Traders


Kierstin Bridger

 

Where I came from, tourists panned for gold in the cool mountain streams of forgotten mining claims. We hosted rock and mineral shows, spread geodes and murky quartz on foldout card tables in the middle of godforsaken scrub desert. We hauled battered, plastic tubs of granite and mica then leaned them against yucca spines. We let lookie-loos paw through piles of baseball-size rocks while their bored dogs panted on leashes. We cocked our heads while small herds of little boys held iron pyrite to the light of the sun— just to see if it might not be fool’s gold after all. We watched them turn the cubed hunks of rock in their fists, unsure of what exactly they were looking for.  We noted the treasure trove of grit beneath their nails and knew they’d be off to plunder our small streams for more, attempt to sell back to us all they’d unearthed, all the worthless sparkle right under our noses.

This sprawling gem show was held at the rodeo grounds, just past the drive–in movie lot where boyfriends paid for single tickets while stowaway girlfriends waited to spring from under blankets in the backseat, where snacks were oil-marked, brown paper grocery bags of popped at home popcorn and three for a dollar candy bars from the store.

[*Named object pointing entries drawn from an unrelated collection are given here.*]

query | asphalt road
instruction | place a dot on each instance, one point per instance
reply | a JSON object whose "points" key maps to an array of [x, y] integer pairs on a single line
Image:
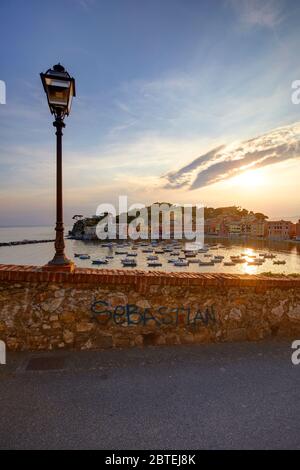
{"points": [[223, 396]]}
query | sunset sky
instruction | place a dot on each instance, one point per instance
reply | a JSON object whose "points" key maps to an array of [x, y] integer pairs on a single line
{"points": [[186, 101]]}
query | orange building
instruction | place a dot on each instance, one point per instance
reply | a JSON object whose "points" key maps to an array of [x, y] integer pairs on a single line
{"points": [[281, 229]]}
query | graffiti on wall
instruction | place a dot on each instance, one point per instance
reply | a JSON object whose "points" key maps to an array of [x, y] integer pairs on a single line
{"points": [[131, 314]]}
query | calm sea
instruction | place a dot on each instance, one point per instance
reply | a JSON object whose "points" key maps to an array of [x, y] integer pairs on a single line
{"points": [[39, 254]]}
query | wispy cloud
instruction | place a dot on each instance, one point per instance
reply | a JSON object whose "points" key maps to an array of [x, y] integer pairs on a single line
{"points": [[226, 161], [267, 13]]}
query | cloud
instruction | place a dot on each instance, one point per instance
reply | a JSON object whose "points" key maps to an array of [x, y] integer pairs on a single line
{"points": [[224, 162], [267, 13]]}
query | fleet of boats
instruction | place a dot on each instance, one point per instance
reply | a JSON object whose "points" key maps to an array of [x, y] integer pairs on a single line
{"points": [[155, 255]]}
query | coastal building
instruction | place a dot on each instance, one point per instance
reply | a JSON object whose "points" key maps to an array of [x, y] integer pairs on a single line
{"points": [[280, 230], [235, 228], [298, 230], [258, 229]]}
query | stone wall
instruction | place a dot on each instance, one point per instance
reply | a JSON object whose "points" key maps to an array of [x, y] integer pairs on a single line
{"points": [[105, 308]]}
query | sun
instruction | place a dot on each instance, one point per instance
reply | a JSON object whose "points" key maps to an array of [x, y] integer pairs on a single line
{"points": [[249, 179]]}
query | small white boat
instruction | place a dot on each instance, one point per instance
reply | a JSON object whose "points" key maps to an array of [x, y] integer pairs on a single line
{"points": [[100, 261], [154, 264], [84, 257], [181, 263], [152, 257], [255, 263], [129, 262], [190, 254], [206, 263]]}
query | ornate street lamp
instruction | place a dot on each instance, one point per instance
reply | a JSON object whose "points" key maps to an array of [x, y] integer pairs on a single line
{"points": [[59, 87]]}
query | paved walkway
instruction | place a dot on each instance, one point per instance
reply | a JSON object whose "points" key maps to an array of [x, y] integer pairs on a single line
{"points": [[183, 397]]}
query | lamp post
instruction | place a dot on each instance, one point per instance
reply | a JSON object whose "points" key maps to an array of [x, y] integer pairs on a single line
{"points": [[59, 87]]}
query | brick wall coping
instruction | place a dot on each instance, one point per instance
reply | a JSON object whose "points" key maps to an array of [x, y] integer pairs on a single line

During the day we’d park junked-out El Caminos beside old Cadillacs weighted down with crystalline boulders, beside coolers with enough sandwiches to last till Sunday. Halter topped girls swung their legs over truck beds and barked out mostly fair prices. To tell you straight, I was as intrigued by them as embarrassed. Sure, I handled quartz and moonstone like all the rest, just like them I shook off sandstone pebbles from my sandals as I sauntered down the rows of semi-precious stones.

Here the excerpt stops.